Pediatric medication errors remain an important focus of safety initiatives. This systematic review examined the extent of preventable patient harm from medication errors for pediatric inpatients. The 22 included studies reported incidence rates ranging from 0 to 74 preventable adverse drug events per 1000 inpatient days. Across all studies, most errors were minor and did not result in patient harm. Use of health information technology was associated with less harm. Emphasizing the challenges of detecting and reporting errors, a related editorial calls for standardizing descriptions of preventable adverse events and harm in pediatrics. A WebM&M commentary addressed the high potential for weight-based medication errors in pediatrics and provided recommendations to help mitigate this risk.
Guinane J, Hutchinson AM, Bucknall T. J Clin Nurs. 2018;27:1621-1631.

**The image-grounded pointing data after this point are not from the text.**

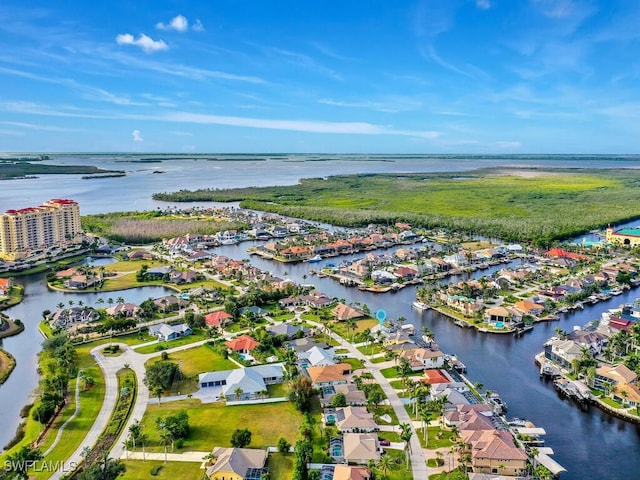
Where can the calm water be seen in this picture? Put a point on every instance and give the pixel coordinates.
(591, 445)
(134, 191)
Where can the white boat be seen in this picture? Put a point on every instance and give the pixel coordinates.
(420, 305)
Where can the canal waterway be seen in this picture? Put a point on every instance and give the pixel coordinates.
(590, 444)
(19, 388)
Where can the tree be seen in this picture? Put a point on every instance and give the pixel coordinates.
(300, 393)
(104, 469)
(283, 445)
(339, 400)
(406, 434)
(384, 465)
(240, 438)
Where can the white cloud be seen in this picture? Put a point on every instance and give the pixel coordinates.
(179, 23)
(137, 137)
(197, 26)
(146, 43)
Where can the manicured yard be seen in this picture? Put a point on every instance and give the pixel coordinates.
(74, 433)
(280, 465)
(137, 470)
(198, 360)
(213, 424)
(196, 336)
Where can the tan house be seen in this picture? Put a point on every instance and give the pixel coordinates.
(344, 312)
(350, 472)
(236, 463)
(361, 447)
(353, 419)
(324, 376)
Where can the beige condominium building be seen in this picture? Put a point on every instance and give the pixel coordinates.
(32, 229)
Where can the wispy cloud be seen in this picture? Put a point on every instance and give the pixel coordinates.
(146, 43)
(137, 136)
(305, 61)
(392, 104)
(179, 23)
(198, 26)
(309, 126)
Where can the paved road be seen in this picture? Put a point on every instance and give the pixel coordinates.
(418, 460)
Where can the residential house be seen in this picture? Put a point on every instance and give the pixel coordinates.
(158, 272)
(317, 357)
(66, 318)
(243, 344)
(127, 310)
(351, 472)
(217, 319)
(242, 383)
(343, 312)
(352, 394)
(423, 358)
(329, 375)
(166, 332)
(351, 419)
(237, 464)
(180, 277)
(361, 447)
(613, 375)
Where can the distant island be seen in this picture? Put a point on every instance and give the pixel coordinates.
(538, 205)
(16, 168)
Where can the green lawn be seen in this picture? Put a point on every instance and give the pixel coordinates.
(213, 424)
(196, 336)
(280, 465)
(74, 433)
(139, 470)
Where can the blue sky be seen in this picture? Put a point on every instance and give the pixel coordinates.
(334, 76)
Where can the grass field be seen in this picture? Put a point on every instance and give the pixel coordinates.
(138, 470)
(213, 424)
(511, 203)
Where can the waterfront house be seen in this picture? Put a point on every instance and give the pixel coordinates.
(217, 319)
(361, 447)
(423, 358)
(126, 310)
(66, 318)
(158, 272)
(351, 472)
(343, 312)
(243, 344)
(613, 375)
(289, 330)
(237, 464)
(316, 357)
(166, 332)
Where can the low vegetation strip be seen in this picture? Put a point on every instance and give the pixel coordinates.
(516, 204)
(153, 226)
(7, 364)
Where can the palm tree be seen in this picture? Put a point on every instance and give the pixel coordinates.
(166, 438)
(406, 434)
(238, 393)
(384, 465)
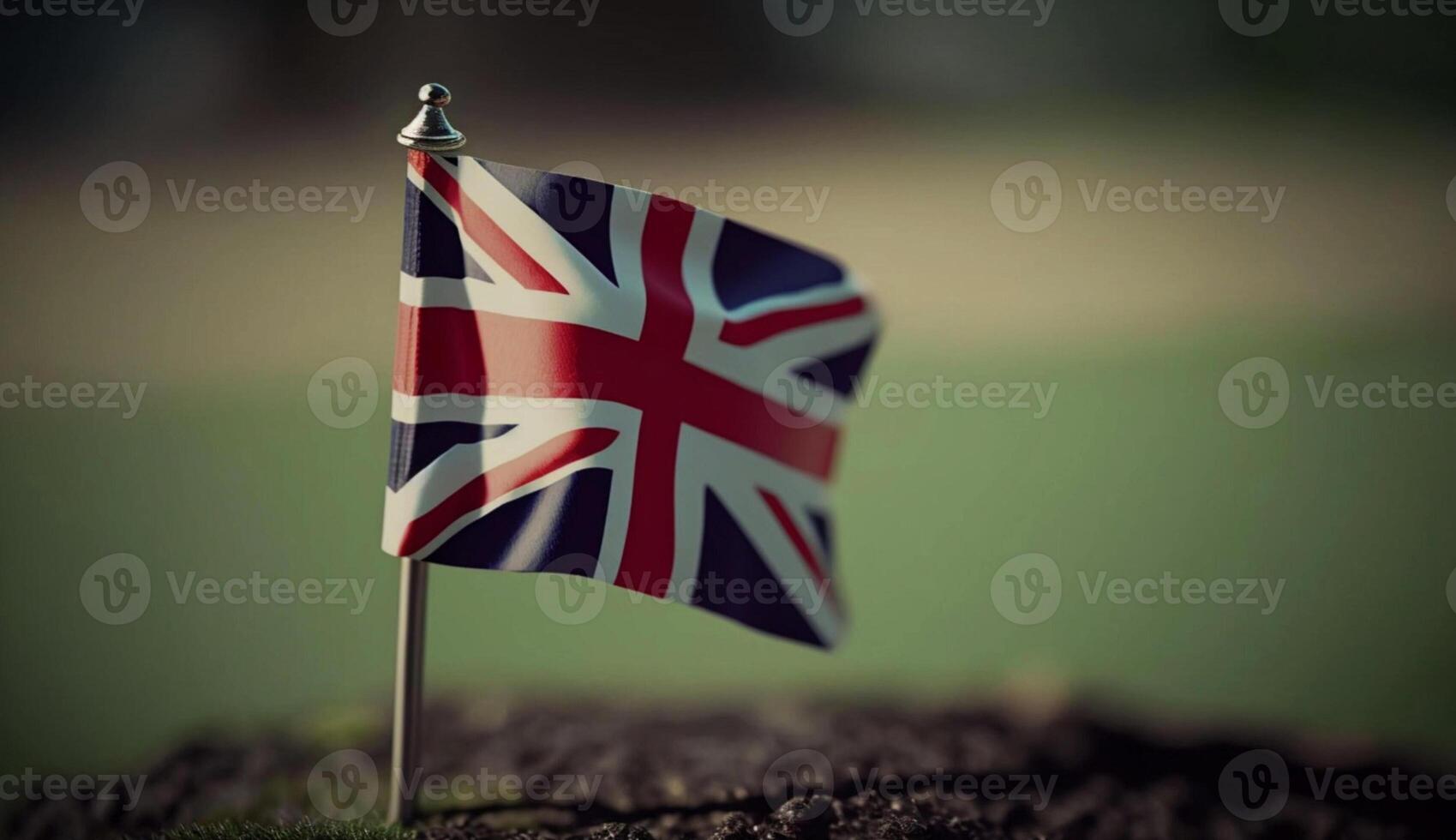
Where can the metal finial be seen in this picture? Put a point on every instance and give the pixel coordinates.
(430, 130)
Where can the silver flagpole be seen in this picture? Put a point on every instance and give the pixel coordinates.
(430, 131)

Rapid response teams are well established in adult and pediatric hospitals. As part of efforts to increase patient engagement in safety efforts, some hospitals allow patients to summon the team directly. This qualitative study of patients and caregivers at two Australian hospitals identified significant barriers to family-activated rapid response teams. Principally, patients did not feel they had the knowledge to make a clinical decision regarding their care and expressed concern about overriding the clinical staff's decisions.
Westbrook JI, Raban MZ, Walter SR, et al. BMJ Qual Saf. 2018;27:655-663.
This direct observation study of emergency physicians found that interruptions, multitasking, and poor sleep were associated with making more medication prescribing errors. These results add to the evidence that clinical environments prone to interruptions may pose a safety risk.